In advanced SM, this uncontrolled growth of neoplastic mast cells leads to organ damage, low blood counts and weight loss. Patients may also suffer from debilitating systemic symptoms including pruritus (severe itching of the skin), caused by mast cells releasing inflammatory mediators such as histamine into the blood. Advanced SM comes with a poor prognosis, as survival rates vary between less than six months to 3.5 years, depending on the subtype.

 

“Patients with advanced SM are part of a very small, highly underserved community that has suffered from a lack of medical innovation for many years,” Dr. Alessandro Riva, global head of Novartis Oncology Development and Medical Affairs, commented in a press release. “Novartis is proud to have developed a treatment that shows benefit for these patients, and is now working with regulatory authorities to make midostaurin available as quickly as possible.”

 

PKC412 (midostaurin) is an investigational, oral, multitargeted kinase inhibitor that was recently granted Breakthrough Therapy Designation for adults with newly diagnosed FLT3-mutated acute myeloid leukemia (AML) by the U.S. Food and Drug Administration.

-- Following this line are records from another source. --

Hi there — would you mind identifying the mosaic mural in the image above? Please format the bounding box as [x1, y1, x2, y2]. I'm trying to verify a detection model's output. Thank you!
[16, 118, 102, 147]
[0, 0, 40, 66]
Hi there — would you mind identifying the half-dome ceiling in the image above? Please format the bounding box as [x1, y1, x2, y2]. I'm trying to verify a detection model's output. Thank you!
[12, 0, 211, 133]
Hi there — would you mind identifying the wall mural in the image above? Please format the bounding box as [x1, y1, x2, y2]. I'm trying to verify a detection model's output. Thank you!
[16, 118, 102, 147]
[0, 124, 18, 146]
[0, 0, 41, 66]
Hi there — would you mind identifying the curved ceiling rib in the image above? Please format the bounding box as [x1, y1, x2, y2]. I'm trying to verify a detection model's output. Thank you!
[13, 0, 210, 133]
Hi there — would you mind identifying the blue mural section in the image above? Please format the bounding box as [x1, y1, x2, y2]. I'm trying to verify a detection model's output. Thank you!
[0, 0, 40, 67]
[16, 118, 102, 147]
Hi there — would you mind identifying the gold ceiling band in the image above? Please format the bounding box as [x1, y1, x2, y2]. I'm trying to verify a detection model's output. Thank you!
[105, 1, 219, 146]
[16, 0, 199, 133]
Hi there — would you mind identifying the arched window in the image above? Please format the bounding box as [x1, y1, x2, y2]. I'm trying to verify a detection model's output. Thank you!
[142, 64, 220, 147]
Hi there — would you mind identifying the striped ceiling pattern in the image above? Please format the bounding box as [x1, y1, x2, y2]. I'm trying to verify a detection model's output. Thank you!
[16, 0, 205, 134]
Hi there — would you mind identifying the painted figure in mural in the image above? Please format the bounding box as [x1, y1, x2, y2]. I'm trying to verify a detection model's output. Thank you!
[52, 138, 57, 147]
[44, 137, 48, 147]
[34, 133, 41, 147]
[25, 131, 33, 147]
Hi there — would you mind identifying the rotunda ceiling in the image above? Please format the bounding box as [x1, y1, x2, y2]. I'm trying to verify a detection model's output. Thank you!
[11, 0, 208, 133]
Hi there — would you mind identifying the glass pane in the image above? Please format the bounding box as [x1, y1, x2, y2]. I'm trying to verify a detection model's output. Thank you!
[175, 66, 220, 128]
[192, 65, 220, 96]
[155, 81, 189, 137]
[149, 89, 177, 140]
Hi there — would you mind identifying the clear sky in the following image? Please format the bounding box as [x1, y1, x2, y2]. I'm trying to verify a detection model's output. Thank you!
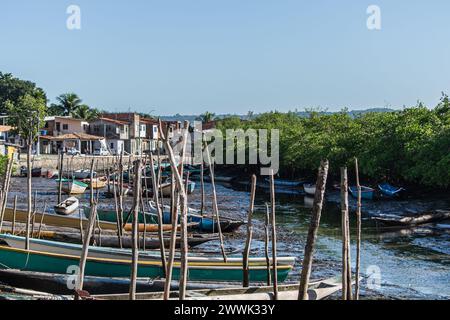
[0, 0, 450, 115]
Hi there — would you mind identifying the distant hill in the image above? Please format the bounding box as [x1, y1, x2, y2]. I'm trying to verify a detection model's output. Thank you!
[161, 108, 395, 122]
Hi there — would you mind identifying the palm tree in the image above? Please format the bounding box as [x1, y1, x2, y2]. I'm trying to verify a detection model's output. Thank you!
[52, 93, 82, 116]
[73, 104, 100, 121]
[197, 111, 216, 123]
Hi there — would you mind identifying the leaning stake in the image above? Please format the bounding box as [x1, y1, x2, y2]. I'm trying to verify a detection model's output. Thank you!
[298, 161, 329, 300]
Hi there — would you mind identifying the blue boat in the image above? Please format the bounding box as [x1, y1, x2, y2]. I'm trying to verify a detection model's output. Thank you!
[378, 183, 405, 198]
[150, 201, 245, 233]
[349, 186, 375, 200]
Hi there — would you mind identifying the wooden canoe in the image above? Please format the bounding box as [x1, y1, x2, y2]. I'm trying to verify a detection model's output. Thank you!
[54, 197, 80, 216]
[94, 278, 342, 300]
[4, 208, 117, 230]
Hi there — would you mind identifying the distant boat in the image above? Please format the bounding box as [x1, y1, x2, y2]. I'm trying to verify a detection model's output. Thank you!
[303, 183, 316, 196]
[265, 178, 304, 187]
[73, 169, 97, 180]
[378, 183, 405, 197]
[55, 197, 79, 216]
[349, 186, 375, 200]
[55, 179, 88, 194]
[20, 166, 42, 178]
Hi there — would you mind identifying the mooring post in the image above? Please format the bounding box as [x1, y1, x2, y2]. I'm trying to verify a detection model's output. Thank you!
[270, 170, 278, 300]
[264, 203, 272, 286]
[130, 158, 142, 300]
[354, 158, 362, 300]
[298, 161, 329, 300]
[242, 175, 256, 288]
[341, 168, 350, 300]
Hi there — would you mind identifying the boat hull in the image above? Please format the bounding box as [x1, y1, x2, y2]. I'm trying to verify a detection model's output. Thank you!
[0, 246, 292, 282]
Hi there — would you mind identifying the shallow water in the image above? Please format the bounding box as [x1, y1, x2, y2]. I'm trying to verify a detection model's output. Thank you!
[4, 178, 450, 299]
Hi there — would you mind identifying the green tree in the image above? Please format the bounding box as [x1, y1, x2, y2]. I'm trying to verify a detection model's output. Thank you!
[51, 93, 83, 117]
[197, 111, 216, 123]
[5, 94, 47, 250]
[0, 72, 47, 113]
[73, 104, 100, 121]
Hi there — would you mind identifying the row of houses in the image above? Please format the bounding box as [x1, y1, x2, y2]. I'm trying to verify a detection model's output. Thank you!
[0, 113, 182, 155]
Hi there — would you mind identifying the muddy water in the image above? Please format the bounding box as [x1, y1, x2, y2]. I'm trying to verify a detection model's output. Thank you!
[10, 178, 450, 299]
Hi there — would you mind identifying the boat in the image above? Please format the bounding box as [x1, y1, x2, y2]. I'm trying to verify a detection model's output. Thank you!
[54, 197, 80, 216]
[92, 277, 342, 301]
[0, 269, 239, 295]
[303, 183, 316, 196]
[4, 208, 117, 231]
[72, 169, 97, 180]
[265, 178, 304, 187]
[378, 183, 405, 198]
[149, 201, 246, 233]
[55, 179, 88, 195]
[372, 210, 450, 227]
[20, 166, 42, 178]
[82, 178, 107, 189]
[349, 186, 375, 200]
[0, 246, 295, 282]
[0, 234, 295, 267]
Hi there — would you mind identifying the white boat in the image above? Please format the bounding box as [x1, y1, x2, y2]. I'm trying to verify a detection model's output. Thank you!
[56, 179, 88, 195]
[303, 184, 316, 196]
[54, 197, 80, 216]
[73, 169, 97, 179]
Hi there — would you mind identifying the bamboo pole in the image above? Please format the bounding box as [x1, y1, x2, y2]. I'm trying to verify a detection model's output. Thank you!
[298, 161, 329, 300]
[12, 195, 17, 235]
[150, 153, 167, 277]
[25, 141, 32, 250]
[205, 143, 227, 262]
[58, 150, 64, 204]
[242, 175, 256, 288]
[130, 159, 142, 300]
[354, 158, 362, 300]
[341, 168, 351, 300]
[200, 156, 205, 216]
[270, 170, 278, 300]
[76, 159, 97, 292]
[159, 120, 189, 300]
[264, 203, 272, 286]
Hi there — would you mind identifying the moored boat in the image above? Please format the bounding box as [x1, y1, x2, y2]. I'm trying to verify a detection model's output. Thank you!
[54, 197, 79, 216]
[56, 179, 88, 195]
[0, 246, 295, 282]
[349, 186, 375, 200]
[303, 183, 316, 196]
[378, 183, 405, 198]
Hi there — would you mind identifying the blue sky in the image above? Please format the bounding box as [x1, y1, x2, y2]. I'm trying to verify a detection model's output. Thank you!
[0, 0, 450, 115]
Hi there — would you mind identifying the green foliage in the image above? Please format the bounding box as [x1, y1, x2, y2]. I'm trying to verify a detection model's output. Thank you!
[0, 72, 47, 113]
[218, 95, 450, 187]
[5, 94, 47, 145]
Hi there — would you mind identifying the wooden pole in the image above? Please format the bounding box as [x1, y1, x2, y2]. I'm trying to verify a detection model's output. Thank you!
[159, 120, 189, 300]
[264, 203, 272, 286]
[298, 161, 329, 300]
[242, 175, 256, 288]
[270, 170, 278, 300]
[341, 168, 349, 300]
[76, 159, 97, 291]
[200, 156, 205, 216]
[25, 138, 32, 250]
[58, 150, 64, 204]
[354, 158, 362, 300]
[150, 153, 167, 277]
[205, 143, 227, 262]
[130, 159, 142, 300]
[12, 195, 17, 235]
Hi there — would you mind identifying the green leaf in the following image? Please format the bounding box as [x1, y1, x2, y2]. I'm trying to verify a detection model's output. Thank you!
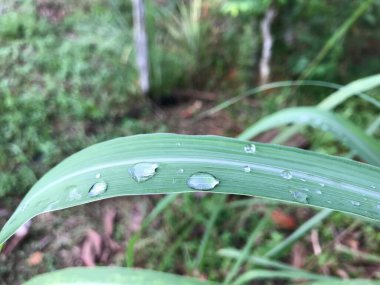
[240, 107, 380, 166]
[0, 134, 380, 243]
[23, 267, 217, 285]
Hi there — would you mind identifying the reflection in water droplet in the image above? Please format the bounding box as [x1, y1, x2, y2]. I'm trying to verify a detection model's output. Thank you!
[88, 181, 108, 197]
[244, 144, 256, 153]
[66, 186, 82, 201]
[281, 170, 293, 180]
[187, 172, 219, 191]
[292, 191, 309, 204]
[244, 165, 251, 173]
[129, 162, 158, 182]
[351, 201, 360, 206]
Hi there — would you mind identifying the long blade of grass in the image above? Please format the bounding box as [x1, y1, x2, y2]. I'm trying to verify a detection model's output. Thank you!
[0, 134, 380, 243]
[218, 248, 336, 280]
[23, 267, 217, 285]
[240, 107, 380, 166]
[300, 0, 373, 80]
[272, 74, 380, 144]
[195, 75, 380, 120]
[232, 269, 334, 285]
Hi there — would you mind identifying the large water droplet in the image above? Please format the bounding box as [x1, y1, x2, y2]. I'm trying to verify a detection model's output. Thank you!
[88, 181, 108, 197]
[187, 172, 219, 191]
[351, 201, 360, 207]
[292, 191, 309, 204]
[281, 170, 293, 180]
[244, 144, 256, 153]
[129, 162, 158, 182]
[66, 186, 82, 201]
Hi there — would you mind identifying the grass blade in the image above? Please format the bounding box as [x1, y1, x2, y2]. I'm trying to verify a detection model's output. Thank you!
[23, 267, 217, 285]
[0, 134, 380, 243]
[240, 107, 380, 166]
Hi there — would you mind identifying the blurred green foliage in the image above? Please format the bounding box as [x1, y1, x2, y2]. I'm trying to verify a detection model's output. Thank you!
[0, 0, 380, 197]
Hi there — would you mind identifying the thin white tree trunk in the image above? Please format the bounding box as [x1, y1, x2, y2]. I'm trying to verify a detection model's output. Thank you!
[132, 0, 149, 94]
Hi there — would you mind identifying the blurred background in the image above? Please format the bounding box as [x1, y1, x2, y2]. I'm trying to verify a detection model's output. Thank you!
[0, 0, 380, 284]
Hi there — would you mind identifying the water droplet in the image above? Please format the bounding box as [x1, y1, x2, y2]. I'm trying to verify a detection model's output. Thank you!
[281, 170, 293, 180]
[129, 162, 158, 182]
[66, 186, 82, 201]
[292, 191, 309, 204]
[244, 144, 256, 153]
[88, 181, 108, 197]
[351, 201, 360, 206]
[244, 165, 252, 173]
[187, 172, 219, 191]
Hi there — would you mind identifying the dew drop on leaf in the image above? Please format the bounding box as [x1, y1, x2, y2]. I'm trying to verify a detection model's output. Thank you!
[66, 186, 82, 201]
[292, 191, 309, 204]
[281, 170, 293, 180]
[129, 162, 158, 183]
[244, 144, 256, 153]
[187, 172, 219, 191]
[351, 201, 360, 207]
[88, 181, 108, 197]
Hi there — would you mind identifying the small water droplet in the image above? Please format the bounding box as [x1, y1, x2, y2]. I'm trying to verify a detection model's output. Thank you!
[88, 181, 108, 197]
[351, 201, 360, 206]
[187, 172, 219, 191]
[66, 186, 82, 201]
[243, 165, 252, 173]
[244, 144, 256, 153]
[129, 162, 158, 182]
[281, 170, 293, 180]
[292, 191, 309, 204]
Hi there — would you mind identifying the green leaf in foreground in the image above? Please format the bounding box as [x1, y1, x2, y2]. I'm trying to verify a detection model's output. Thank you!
[0, 134, 380, 243]
[240, 107, 380, 166]
[23, 267, 217, 285]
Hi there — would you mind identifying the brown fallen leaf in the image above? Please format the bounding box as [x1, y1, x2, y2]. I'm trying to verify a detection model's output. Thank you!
[272, 209, 297, 230]
[26, 251, 44, 266]
[80, 229, 102, 266]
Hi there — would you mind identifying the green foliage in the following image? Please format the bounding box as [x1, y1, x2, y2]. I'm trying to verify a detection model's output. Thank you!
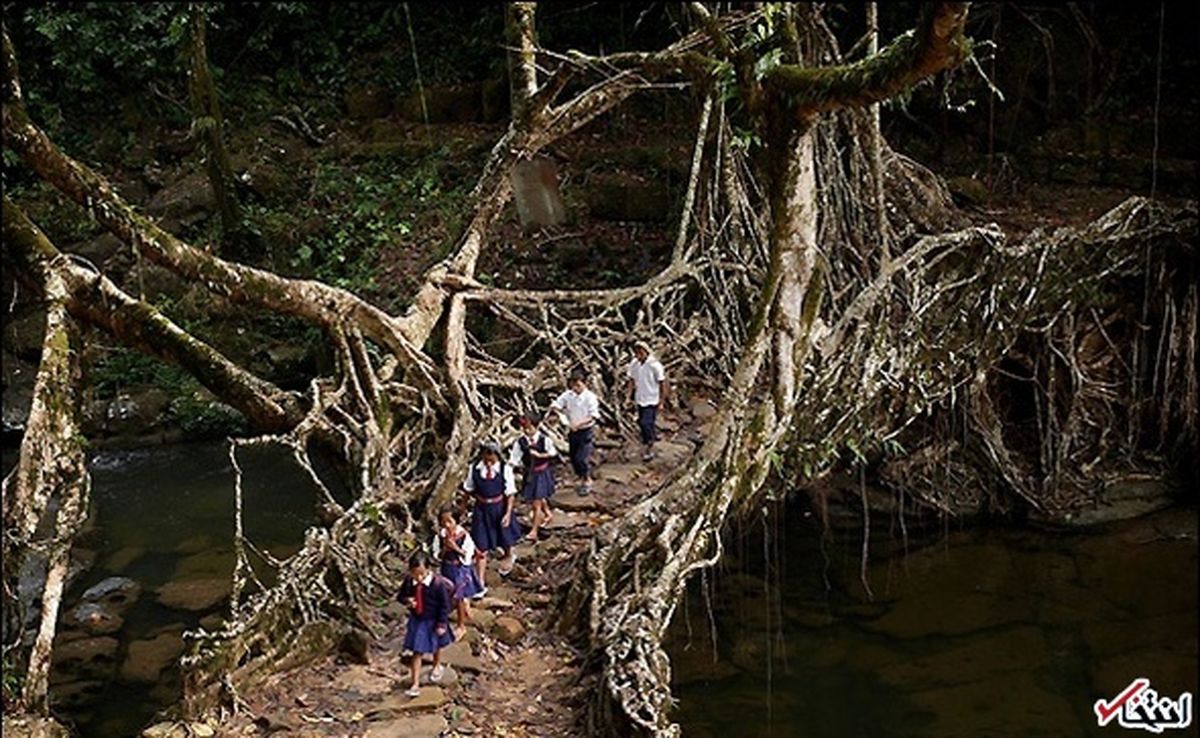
[88, 348, 191, 398]
[24, 2, 180, 95]
[5, 182, 102, 244]
[169, 379, 247, 438]
[276, 148, 466, 290]
[0, 652, 24, 710]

PKC412 additionally has orphan drug status in the European Union and United States for both AML and mastocytosis, and targets both wild-type KIT and the KIT D816V mutation, among others.

 

A recent Phase 2, single-arm, open-label study of adults, CPKC412D2201, was the largest and longest running prospective trial ever conducted on SM. It included three subtypes: aggressive systemic mastocytosis (ASM), mast cell leukemia (MCL) and SM with an associated hematologic neoplasm. Dr. Jason Gotlib of Stanford University School of Medicine and Stanford Cancer Institute served as lead author of the study, which enrolled 116 people with advanced SM, with 89 patients found eligible for inclusion.

 

These patients were given single-agent, oral PKC412 (midostaurin) until their disease progressed or unacceptable toxicity was detected. 56 percent of the patients experienced a reduction of dosage due to toxicity. The results showed a median overall survival of 28.7 months. Additionally, 78 percent of patients showed improvements correlated to disease regression in both bone marrow mast cell burden and serum tryptase levels, a marker for mast cell burden. Quality of life was also assessed using the 12-item Short Form Health Survey, and results showed that patients experienced a 26-percent increase in mental health scores and 29-percent increase in physical heath scores.

 

The Phase 2 study results were recently reinforced in a letter published in the same issue of NEJM by the French Reference Centre of Mastocytosis (CEREMAST), which references a compassionate use program for patients with advanced SM using PKC412.

 

In both publications, most side effects that were noted were gastrointestinal, with the most frequent being nausea and vomiting. In the Phase 2 study, most of the 32 self-reported side effects significantly decreased with treatment. Patients in the CEREMAST program also reported lymphocytopenia in 61 percent without opportunistic infection and photosensitivity in 25 percent.

 

“These data show clear disease and symptom improvement with oral midostaurin treatment across a range of study participants who were reflective of the heterogeneity of this disease,” said Prof. Andreas Reiter of the Department of Hematology and Oncology in the University Hospital Mannheim of the University of Heidelberg, Germany and senior author of the study. “If approved, midostaurin will offer patients a much-needed treatment option.”

 

Since PKC412 is investigational at this time, Novartis has opened a Global Individual Patient Program, a compassionate use program to enable PKC412 access to pediatric and adult patients presenting with ASM, MCL or mast cell sarcoma. Novartis advises that physicians who would like to request PKC412 for eligible patients should contact one of the company’s medical representatives in their countries.